Valores invertidos
Dia desses, estava eu folheando um jornal quando me deparo com a seguinte notícia: "60 mil famílias pedem o fim de seus benefícios do Bolsa Família por já estarem em situação financeira mais favorável", ou algo do gênero...
Num primeiro momento, me senti até eufórico com o gesto. Uma demonstração de caráter notável. Um exemplo de honestidade. Li toda a matéria, uma página completa com os detalhes do feito. Fiquei extasiado com aquilo. Uma ponta de esperança no negrume da corrupção em que vivemos atualmente.
Mas minha felicidade durou pouco. Ao final da matéria, uma pequena nota ressaltava o fato de além das 60 mil famílias que pediram a suspensão do benefício, outras 2,7 milhões haviam perdido o benefício por terem caído na "malha fina" do governo. Estas famílias, um número cerca de 45 vezes maior que a quantidade de pessoas ditas honestas, tentaram ocultar o fato de já não necessitarem do benefício para continuarem recebendo seus valores.
Esta nota me desgostou por completo. Apesar de estas atitudes corruptas serem comuns no nosso país, ainda assim é triste você criar uma esperança e vê-la desruida logo em seguida.
Mas, não é este o ponto. O que me chamou a atenção foi a "leve" inversão de valores e importâncias que ocorreu na publicação da notícia.
Pense: não seria correto que o grande crime que foi praticado pelas famílias fraudulentas ganhasse as manchetes e que o gesto nobre fosse apenas lembrado?

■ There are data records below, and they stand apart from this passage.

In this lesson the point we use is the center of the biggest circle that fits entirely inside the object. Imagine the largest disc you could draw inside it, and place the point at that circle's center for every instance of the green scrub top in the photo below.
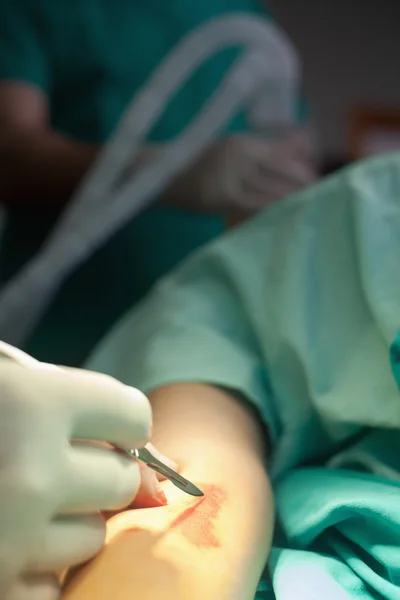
(90, 57)
(298, 310)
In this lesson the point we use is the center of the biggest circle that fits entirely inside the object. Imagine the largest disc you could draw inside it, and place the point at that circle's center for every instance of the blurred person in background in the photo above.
(68, 70)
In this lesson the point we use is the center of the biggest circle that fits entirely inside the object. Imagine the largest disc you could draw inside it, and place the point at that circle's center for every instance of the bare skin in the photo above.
(214, 548)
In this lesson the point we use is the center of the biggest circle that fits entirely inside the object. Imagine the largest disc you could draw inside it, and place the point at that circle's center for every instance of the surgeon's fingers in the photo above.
(35, 587)
(98, 478)
(105, 409)
(69, 541)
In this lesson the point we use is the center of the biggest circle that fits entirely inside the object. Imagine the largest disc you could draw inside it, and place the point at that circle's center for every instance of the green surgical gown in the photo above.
(90, 57)
(299, 311)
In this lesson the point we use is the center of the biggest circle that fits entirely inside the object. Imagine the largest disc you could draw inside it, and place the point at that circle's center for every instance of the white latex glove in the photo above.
(248, 172)
(51, 491)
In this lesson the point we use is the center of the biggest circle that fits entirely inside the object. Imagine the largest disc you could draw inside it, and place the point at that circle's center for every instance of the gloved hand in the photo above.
(51, 491)
(245, 173)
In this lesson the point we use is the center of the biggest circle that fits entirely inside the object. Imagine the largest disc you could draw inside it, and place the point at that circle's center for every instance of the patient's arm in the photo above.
(214, 548)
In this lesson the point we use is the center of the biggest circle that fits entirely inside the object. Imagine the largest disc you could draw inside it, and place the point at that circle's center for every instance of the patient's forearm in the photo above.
(216, 439)
(212, 548)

Forcemos um pouco a mente. Uma notícia ganha amplitude proporcionalmente à sua singularidade. Quanto mais raro algo é, mais ele deverá ser contado, mais atenção ele merecerá.
Sendo assim, é de se pensar que aquilo que ganha largas manchetes nos jornais são as notícias inusitadas. As casualidades do cotidiano não precisam de grande divulgação. Ninguém comprará um jornal ou uma revista apenas para ler algo que ele já conhece. O que todos querem são atrações inusitadas.
Sendo assim, nós não devemos ficar tristes ao perceber que no nosso país um gesto de honestidade merece divulgação maior do que um crime? Se uma atitude honrosa ganha destaque, isso prova que as mesmas estão se tornando raras.
E em contraponto, os crimes, as barbaridas, as atrocidades são cada vez menos divulgadas. Ninguém mais se espanta ao assistir a notícia que fala sobre novos casos de corrupção. Já estamos habituados a desconfiança. E isto é terrível.
A inversão de valores é gritante. Os gestos corretos, que deveriam ser comuns, tornaram-se raridades dignas de manchetes.
Quando você lê em um jornal alguma notícia sobre casos de alguém que agiu de forma correta, você se assusta, exclama, debate sobre o assunto, sente-se atingido.
Agora, se você ouve outra notícia sobre corrupção, sobre alguém tentando usufruir do "jeitinho brasileiro" para se beneficiar, você fica indiferente. Sequer comenta. Não há o que comentar, é casual.
Alias, permitam-me fugir ligeiramente do assunto para comentar o quão irado eu fico ao ouvir alguém dizer "jeitinho brasileiro". Porque, me enoja viver num país que exalta os trambiqueiros. Um país que ensina a seus filhos que "se da forma correta não é agradável, dá se um 'jeitinho' e você poderá se beneficiar por outros caminhos". Desde pequenos nós somos ensinados que as regras não precisam ser seguidas. Sempre que houver um furo na lei, ele deve ser usado indubtavelmente. E por fim, este sentimento infiltra-se na nossa mente. Será comum que, frente a uma situação adversa, a primeira coisa que você procure seja um "atalho". Uma forma de se beneficiar por fora das regras. E são nossos pais que nos ensinam isso. Eles nos dizem: "todos agem assim, você deve fazer o mesmo, para não ser passado para trás." E isso se torna um cíclo vicioso. Ninguém é honesto, por medo de ser trapaceado. Se isto continuar, de nada adianta reclamarmos de nossos politicos desonestos. Nós estamos criando mais e mais deles dentro de nossas casas.
Esta tradição me enoja. O fato de os gestos nobres serem cada vez mais escassos me aflige. E nada disso mudará se continuarmos com esta política de "premiar os praticantes do 'jeitinho brasileiro'". Ou então, essa sina prosseguirá. Afinal, um país que cultua sua habilidade de enganar, merece comandadentes que enganem.
Cada país tem o governante que merece.